Date of birth: 1887
Date of death: 30.7.1916
Area: Bragg Lane End
Regiment: West Yorkshire
Family information: Husband of Edith Pursglove nee Byton
Service number: 17/1317
“Mrs Pursglove, Wheel Hill, Bragg Lane End has received official intimation that her husband Private George Pursglove West Yorkshire Regiment has been killed in action. Deceased who was 29 years of age leaves a widow and three children. Previous to enlisting he worked for Mr Blakey shop fitter, Wakefield.” Wakefield Express August 12th 1916.
On the night of the 29th/30th July George was with his battalion in Dublin Trench preparing for the operation the following day.
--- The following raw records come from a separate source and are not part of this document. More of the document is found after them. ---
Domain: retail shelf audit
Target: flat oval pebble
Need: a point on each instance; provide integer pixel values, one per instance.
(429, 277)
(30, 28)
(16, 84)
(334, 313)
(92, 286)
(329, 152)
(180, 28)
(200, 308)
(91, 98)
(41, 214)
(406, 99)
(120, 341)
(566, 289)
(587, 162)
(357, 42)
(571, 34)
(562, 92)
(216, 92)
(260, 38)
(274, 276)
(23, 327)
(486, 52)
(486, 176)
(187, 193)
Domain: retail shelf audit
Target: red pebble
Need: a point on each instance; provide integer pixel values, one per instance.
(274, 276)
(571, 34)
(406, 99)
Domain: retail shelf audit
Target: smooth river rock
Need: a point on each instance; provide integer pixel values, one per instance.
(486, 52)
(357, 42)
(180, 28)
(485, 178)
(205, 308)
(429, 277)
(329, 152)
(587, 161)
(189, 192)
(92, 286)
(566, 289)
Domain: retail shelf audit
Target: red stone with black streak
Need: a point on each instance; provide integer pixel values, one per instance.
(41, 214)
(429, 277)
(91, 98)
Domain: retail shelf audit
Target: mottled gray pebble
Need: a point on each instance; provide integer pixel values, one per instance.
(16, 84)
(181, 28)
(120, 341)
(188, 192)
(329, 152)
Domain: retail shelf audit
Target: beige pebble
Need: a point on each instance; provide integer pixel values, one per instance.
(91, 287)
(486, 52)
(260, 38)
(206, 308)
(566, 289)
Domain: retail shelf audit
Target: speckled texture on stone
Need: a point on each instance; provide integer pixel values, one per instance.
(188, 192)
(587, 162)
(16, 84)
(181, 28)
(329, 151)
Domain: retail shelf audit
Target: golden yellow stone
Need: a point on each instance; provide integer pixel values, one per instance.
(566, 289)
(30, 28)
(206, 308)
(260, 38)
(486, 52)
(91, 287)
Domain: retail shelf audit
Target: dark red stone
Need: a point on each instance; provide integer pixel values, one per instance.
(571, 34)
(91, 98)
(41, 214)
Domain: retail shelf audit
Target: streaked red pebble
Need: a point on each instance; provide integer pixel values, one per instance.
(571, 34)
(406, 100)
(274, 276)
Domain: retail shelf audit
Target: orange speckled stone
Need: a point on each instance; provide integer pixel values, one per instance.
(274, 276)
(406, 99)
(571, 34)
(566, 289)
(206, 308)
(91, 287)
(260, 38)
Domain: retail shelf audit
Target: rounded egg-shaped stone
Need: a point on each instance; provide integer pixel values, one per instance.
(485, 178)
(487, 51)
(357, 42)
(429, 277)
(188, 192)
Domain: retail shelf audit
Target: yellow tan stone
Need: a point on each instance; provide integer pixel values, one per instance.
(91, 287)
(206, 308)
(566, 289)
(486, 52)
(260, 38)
There was heavy shelling overnight with gas and tear shells and many of the battalion were affected with 5 casualties from shelling. At 4.45am they advanced eventually occupying Maltz farm trench just before 7.30am where they were told to stay working on improving the frontline trench. At 3pm a telephone message warned of a possible counter attack but none appeared and at 4.30am on the night of the 30th/31st they were relieved although they were severely shelled as they left resulting in more casualties. The war diary reports casualties between the 13th and 31st July as 10 officers and 304 other ranks.
Private 17/1317 Pursglove of the West Yorkshire Regiment 17th Battalion died on 30th July 1916 according to the Commonwealth War Graves Commission and the medal rolls, but according to the Soldiers’ Register of Effects he died on the 30th September 1916 with his effects going to his widow Edith. It may just be a simple clerical error – a 7 can look like a 9 in some handwriting. Looking at the war diaries it seems that the battalion were in training on 30th September and no reports of casualties. He is remembered on the Thiepval Memorial.
George’s son, Fred Pursglove, followed in his father’s footsteps during World War 2 when he enlisted in the RAF as Flight Sergeant 516705. Fred had married Nora Stanley in Prescot, Lancashire in 1939, but in 1940 he was at RAF Hemswell in Lincolnshire, flying in Handley Page Hampdens with the 61 Squadron. This squadron in their Hampdens were, in 1940, the very first Bomber Command aircraft to drop bombs on German soil. Sadly, on 30th June 1940 Fred was on a mission when his plane was shot down by flak and crashed into the sea just off Holland. He was only 26 years old. His body was never recovered so he is remembered on the Runneymede Memorial.
George was born in Goole in about 1887 and together with all his siblings born thus far, baptised in Cowper Street Goole on 16th September 1890. In 1891 I found George living in 26 George Street, Wakefield with his parents Harry and Sarah Ellen. Harry was a journeyman cooper born in Sheffield like his wife and the first two children – Sarah Elizabeth (b 1884) and Thomas (b 1886). George was born in Goole like Harry (b 1889) and Frank who was 7 months old.
In 1901 George lived in Wonder Street, Wakefield with his parents Harry and Sarah Ellen. George was a wool weaver while his sister Sarah was a bottlewasher and his brother Thomas worked on the railway. The younger two children were of school age and there were two more siblings Lily who had been born in 1892 and Florence born in 1898.
In 1911 George was boarding in Bury and working as a French polisher but later that year he married Edith Byton who was Fred Byton’s sister (Fred was killed in action in 1916 too). The couple had their first son, Raymond, in 1912 with George following in 1914 and Fred in 1915.